Stories of Change
Top: Alodia and Cristobal in their garden where they have grown their own watermelons. Middle: Estelvina, producer of honey and handcrafts. Bottom: Women in training on planting seeds and food production
Paraguayan Indigenous Communities are Seeding Knowledge
Studying is opening a door of possibilities for people in the Lower Chaco region (Paraguay). The indigenous women of this region tell us about their achievements.
One of the greatest wishes of Teresa Benítez, a resident of El Espinillo, Paraguay, is “to study, to know the letters A, B, and the other letters as well.” She is 76 years old, plants vegetables, produces honey and lives with her husband and two children in El Espinillo.
Jorgelina Flores and a group of women from the Yakye Acá community have expressed the same need: “We want to read and write, and not die doing our signature with fingerprints.” And in the Sawhoyamaxa community, Mariana Ayala comments that “it is time to wake up and assert our rights for the education of our children.”
These women are all part of the project called “Comprehensive Rural Development in Indigenous Communities of the Lower Chaco region, in Paraguay.” The program is implemented by CWS through our local partner, Pastoral Social Diocesana de Benjamín Aceval, with the support of Growing Hope Globally.
The program includes planting trees, digging wells in low water areas, indigenous health and other vital aspects for the communities of the region. There is also training in human, civil and political rights, agriculture and beekeeping production.
Before participating in the training on planting seeds and food production, Alodia González did not know how to create income for her family. With knowledge on agriculture and beekeeping, she led the production process of the community garden and began to make honey.
The honey production process began in September 2021 and ended with the last harvest in February 2022.
“With a good production of honey, we are generating significant economic income to support our families. We harvest the honey from the bee boxes and sell it here in the community, or we manage to sell it at fairs in Asunción [Paraguay’s capital],” Alodia said. She added that “with the garden, we are able to eat lettuce, parsley and other vegetables produced by us.”
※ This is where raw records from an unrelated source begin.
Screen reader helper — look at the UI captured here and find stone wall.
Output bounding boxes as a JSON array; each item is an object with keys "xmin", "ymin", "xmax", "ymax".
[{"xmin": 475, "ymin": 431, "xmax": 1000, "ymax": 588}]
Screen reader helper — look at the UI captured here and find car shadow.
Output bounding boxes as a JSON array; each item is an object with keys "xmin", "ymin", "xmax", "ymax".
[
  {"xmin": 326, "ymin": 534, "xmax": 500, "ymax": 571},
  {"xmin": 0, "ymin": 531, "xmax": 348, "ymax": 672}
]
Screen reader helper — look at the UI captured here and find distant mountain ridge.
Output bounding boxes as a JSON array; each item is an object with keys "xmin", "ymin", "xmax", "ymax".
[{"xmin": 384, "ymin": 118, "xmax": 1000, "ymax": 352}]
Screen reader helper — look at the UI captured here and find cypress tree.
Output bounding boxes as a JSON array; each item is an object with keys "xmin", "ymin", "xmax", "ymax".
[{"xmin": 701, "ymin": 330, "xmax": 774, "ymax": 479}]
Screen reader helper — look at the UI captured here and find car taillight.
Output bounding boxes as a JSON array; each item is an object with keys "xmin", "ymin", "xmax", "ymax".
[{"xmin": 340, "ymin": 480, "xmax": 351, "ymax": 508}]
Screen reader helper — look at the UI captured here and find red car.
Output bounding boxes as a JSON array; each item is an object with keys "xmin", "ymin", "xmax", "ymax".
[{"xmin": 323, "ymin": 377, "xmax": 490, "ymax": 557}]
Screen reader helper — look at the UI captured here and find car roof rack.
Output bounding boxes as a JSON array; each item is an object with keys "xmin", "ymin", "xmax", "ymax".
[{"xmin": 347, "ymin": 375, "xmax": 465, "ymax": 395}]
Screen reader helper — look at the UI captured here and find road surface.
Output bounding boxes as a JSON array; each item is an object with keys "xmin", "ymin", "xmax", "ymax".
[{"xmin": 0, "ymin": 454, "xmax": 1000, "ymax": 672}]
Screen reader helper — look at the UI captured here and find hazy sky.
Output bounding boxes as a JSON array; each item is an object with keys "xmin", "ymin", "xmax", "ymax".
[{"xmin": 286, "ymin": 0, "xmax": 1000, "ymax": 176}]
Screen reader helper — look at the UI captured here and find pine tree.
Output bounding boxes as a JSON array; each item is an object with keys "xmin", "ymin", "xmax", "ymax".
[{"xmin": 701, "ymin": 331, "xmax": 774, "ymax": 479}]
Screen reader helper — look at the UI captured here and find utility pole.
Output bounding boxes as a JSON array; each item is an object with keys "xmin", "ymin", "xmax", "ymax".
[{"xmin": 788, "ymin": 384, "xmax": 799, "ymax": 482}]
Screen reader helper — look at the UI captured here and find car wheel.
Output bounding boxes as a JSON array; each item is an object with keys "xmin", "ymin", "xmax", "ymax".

In 2021 the hot season damaged the orchards and delayed the growth of the planted vegetables. Despite this, the planting of fruit trees (390) such as lemon, orange, tangerine, grapefruit and mango was able to start again shortly after.
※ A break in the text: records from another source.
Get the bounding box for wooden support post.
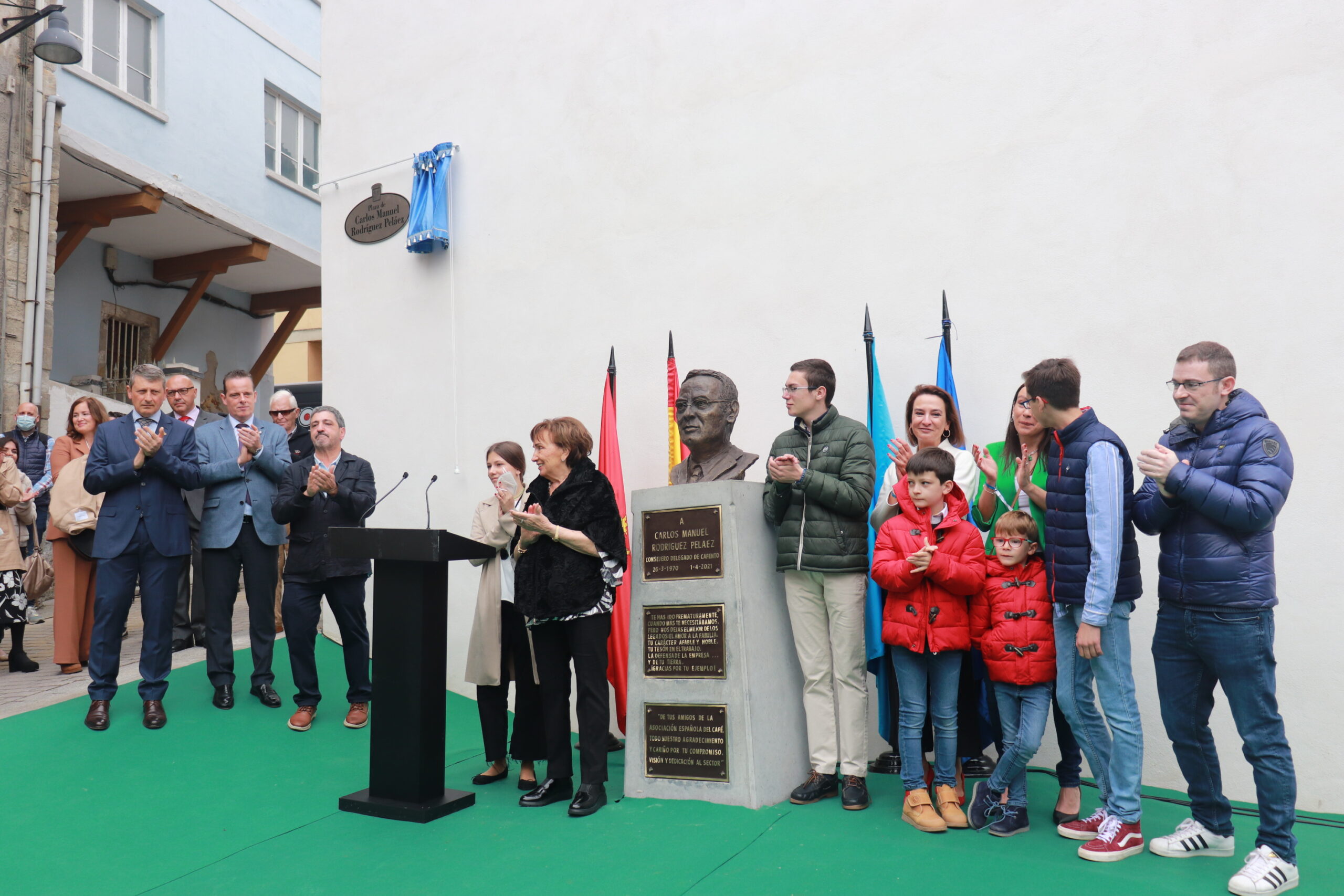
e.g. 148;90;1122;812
152;270;215;361
251;308;304;383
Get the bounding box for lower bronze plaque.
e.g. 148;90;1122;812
644;603;724;678
641;507;723;582
644;702;729;783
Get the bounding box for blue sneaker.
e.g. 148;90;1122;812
967;781;1003;830
989;806;1031;837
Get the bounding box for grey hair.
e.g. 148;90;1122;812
130;364;166;383
681;371;738;402
270;389;298;410
308;404;345;428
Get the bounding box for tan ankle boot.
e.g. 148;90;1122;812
937;785;970;827
900;787;946;834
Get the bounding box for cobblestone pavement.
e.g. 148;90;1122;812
0;595;274;719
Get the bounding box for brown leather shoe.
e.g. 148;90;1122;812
145;700;168;728
936;785;970;827
345;702;368;728
285;707;317;731
85;700;108;731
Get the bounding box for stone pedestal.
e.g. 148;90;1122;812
625;481;808;809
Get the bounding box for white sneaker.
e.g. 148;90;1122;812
1148;818;1236;858
1227;846;1297;896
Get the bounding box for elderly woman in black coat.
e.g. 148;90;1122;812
509;416;626;817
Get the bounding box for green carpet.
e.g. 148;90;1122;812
8;641;1344;896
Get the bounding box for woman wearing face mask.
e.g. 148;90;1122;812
0;435;38;672
970;385;1083;825
466;442;545;790
47;398;109;676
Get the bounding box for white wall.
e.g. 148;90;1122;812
322;0;1344;810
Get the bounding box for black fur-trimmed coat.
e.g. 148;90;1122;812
513;458;626;619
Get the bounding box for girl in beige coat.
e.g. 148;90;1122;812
0;435;38;672
466;442;545;790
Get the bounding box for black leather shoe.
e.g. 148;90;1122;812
840;775;872;811
789;771;840;806
145;700;168;728
961;754;999;778
251;685;281;709
570;785;606;818
518;778;574;809
85;700;108;731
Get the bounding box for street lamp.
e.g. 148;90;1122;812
0;3;83;66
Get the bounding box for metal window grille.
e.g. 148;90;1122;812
102;317;153;395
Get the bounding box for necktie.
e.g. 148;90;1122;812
234;423;251;507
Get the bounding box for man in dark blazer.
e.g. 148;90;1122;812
196;370;289;709
83;364;200;731
165;373;220;653
271;404;375;731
Alodia’s community also received wire mesh to fence the community garden. They also got tools, seeds, and technical assistance for the preparation of food from cultivated products. In total, 11 orchards were activated with the participation of 75 families.
These activities take place in six indigenous communities: San Fernando, Laguna Pato, Monte Alto, Espinillo, Yakye Axa and Sawhoyamaxa.
“We save our seeds, and now all the seeds that we planted and collected last year are growing,” Herminia González says. She is an agricultural producer from the Lolaico Guasu village, in Laguna Pato community.
One of the biggest challenges continues to be the lack of water for human consumption and production during long periods of drought. Thus, to increase the number of water sources in 15 villages, 24 shallow wells were dug. Ten of these shallow wells will supply the most affected communities in drought and scarcity of rainwater. A total of 301 families benefited.
“For education to improve in all communities, we must all unite,” Leonardo Martínez said. He is one of the leaders of the village 26 de Junio, Espinillo.
As part of the project, 520 families also receive support and donations, given the necessities for the pandemic. 12 kg non-perishable food items have been donated in places where access is most difficult because there are no roads.
This year, one of the goals of Pastoral Diocesana de Benjamín Aceval is to continue empowering community members so that they can self-manage their productions and crops.